US 11,942,215 B2
Systems and methods for identifying and correcting defects in health care services
Julie A. Scherer, Emerald Hills, CA (US); Richard S. Klasco, Englewood, CO (US); Nicolapagos A. Rains, Austin, TX (US); Larie H. Smoyer, Stevensville, MT (US); Charles M. Wikman, Minneapolis, MN (US); and Jeanne Cohen, San Francisco, CA (US)
Assigned to Motive Medical Intelligence, San Francisco, CA (US)
Filed by Motive Medical Intelligence, San Francisco, CA (US)
Filed on Jul. 18, 2022, as Appl. No. 17/867,514.

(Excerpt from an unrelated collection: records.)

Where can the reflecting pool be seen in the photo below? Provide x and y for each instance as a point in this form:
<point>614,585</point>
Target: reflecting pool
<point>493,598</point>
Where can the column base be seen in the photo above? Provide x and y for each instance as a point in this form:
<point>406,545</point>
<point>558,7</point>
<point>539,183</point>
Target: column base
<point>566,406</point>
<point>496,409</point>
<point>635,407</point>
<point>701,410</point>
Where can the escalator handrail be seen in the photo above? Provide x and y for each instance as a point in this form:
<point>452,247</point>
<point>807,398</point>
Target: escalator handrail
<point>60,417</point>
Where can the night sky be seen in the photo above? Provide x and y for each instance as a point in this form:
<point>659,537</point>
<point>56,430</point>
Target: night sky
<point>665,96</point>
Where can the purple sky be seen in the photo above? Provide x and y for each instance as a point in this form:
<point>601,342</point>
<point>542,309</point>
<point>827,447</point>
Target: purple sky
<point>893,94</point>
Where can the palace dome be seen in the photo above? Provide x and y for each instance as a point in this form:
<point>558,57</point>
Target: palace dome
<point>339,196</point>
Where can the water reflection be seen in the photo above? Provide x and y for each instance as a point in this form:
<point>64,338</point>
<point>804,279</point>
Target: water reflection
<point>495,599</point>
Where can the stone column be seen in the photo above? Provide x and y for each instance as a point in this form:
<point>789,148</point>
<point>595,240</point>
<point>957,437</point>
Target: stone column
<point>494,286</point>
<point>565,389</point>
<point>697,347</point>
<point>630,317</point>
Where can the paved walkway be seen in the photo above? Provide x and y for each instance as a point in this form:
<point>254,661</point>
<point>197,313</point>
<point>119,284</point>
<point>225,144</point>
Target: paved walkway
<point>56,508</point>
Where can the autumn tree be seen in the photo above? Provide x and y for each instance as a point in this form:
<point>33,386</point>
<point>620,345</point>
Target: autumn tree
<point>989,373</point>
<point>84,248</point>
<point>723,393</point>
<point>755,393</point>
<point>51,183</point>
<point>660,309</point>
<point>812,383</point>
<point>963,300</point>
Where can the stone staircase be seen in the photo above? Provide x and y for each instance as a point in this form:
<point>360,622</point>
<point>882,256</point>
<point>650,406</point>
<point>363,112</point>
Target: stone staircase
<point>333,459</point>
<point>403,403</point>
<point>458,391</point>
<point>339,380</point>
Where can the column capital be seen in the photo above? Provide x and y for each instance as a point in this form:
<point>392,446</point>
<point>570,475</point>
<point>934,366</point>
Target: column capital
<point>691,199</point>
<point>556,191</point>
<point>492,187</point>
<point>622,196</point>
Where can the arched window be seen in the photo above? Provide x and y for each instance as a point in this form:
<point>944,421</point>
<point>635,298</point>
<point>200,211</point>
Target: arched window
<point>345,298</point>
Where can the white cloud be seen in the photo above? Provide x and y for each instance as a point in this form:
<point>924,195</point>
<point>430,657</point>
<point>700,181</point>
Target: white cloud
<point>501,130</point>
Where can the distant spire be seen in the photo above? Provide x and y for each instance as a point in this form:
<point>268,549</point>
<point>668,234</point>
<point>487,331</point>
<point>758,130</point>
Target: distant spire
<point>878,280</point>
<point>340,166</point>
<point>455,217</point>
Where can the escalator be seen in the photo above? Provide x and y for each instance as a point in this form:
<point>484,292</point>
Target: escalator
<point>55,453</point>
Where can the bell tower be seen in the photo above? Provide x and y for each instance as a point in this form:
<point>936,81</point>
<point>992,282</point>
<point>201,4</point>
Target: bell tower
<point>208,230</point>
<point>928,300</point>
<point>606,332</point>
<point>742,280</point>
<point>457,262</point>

Prior Publication US 2024/0021295 A1, Jan. 18, 2024
Int. Cl. G16H 40/20 (2018.01)
CPC G16H 40/20 (2018.01) 21 Claims
OG exemplary drawing
 
1. An intelligent secure networked system for identifying and correcting a defect in a health care service, the system comprising:
a computer processor for processing data;
a storage medium communicatively coupled to the computer processor, the storage medium storing data;
a secure intelligent network communicatively coupled to the computer processor and the storage medium, the secure intelligent network having a deep neural network, the deep neural network trained by an evidence engine with evidentiary support including medical journals, health studies, clinical guidelines, or standards bodies, the deep neural network comprising:
a first input node configured to receive a set of data comprising physician-directed health care service data for a previous stress test as coded and unstructured narrative text, and health care service data as the health care service is being delivered, the first input node configured to adjust for a factor lacking in claims data including undocumented comorbidities, hedging in diagnostic uncertainty, strength of clinical support, ulterior motives, defensive medicine, a presence for each factor equating to incremental statistical variability that is calculated to a sum, added to a statistical range of better practice and results in an adjusted range of better practice;
a second input node configured to receive a set of metrics associated with appropriateness of a stress test;
a plurality of intermediary nodes, the plurality of intermediary nodes having a weight, bias and threshold directing an analysis by the deep neural network on the physician-directed health care service data for the stress test;
a first output node generating a first output comprising a knowledge narrative representing a plain-text description of an appropriateness measure for the stress test and a range of better practice comprising limits of the appropriateness measure, where an appropriateness measures score exceeds an upper limit in a case of overuse of a service, or is below a lower limit in a case of underuse of a service that results from operation of the deep neural network on input elements;
a second output node generating a second output that comprises a rate of inappropriateness of the stress test, the inappropriateness having a numerator representing a number of stress tests with nuclear imaging that occurred within thirty days of the evaluation and management visit to the cardiologist and having a denominator representing stress testing that occurred within thirty days of the evaluation and management visit to the cardiologist, excluding cases with inpatients, outpatients with symptoms of acute coronary syndrome or patients who had a cardiac-related emergency department visit within a thirty day period;
a dynamic feedback communicatively coupling the knowledge narrative and range of better practice node and the rate of inappropriateness of the stress test for the health care service for continuous learning of the deep neural network;
a third output node comprising the appropriateness measures score for cardiovascular stress testing; and
a fourth output node comprising a cumulative appropriateness practice score to reflect a physician's performance across multiple measures or practice areas.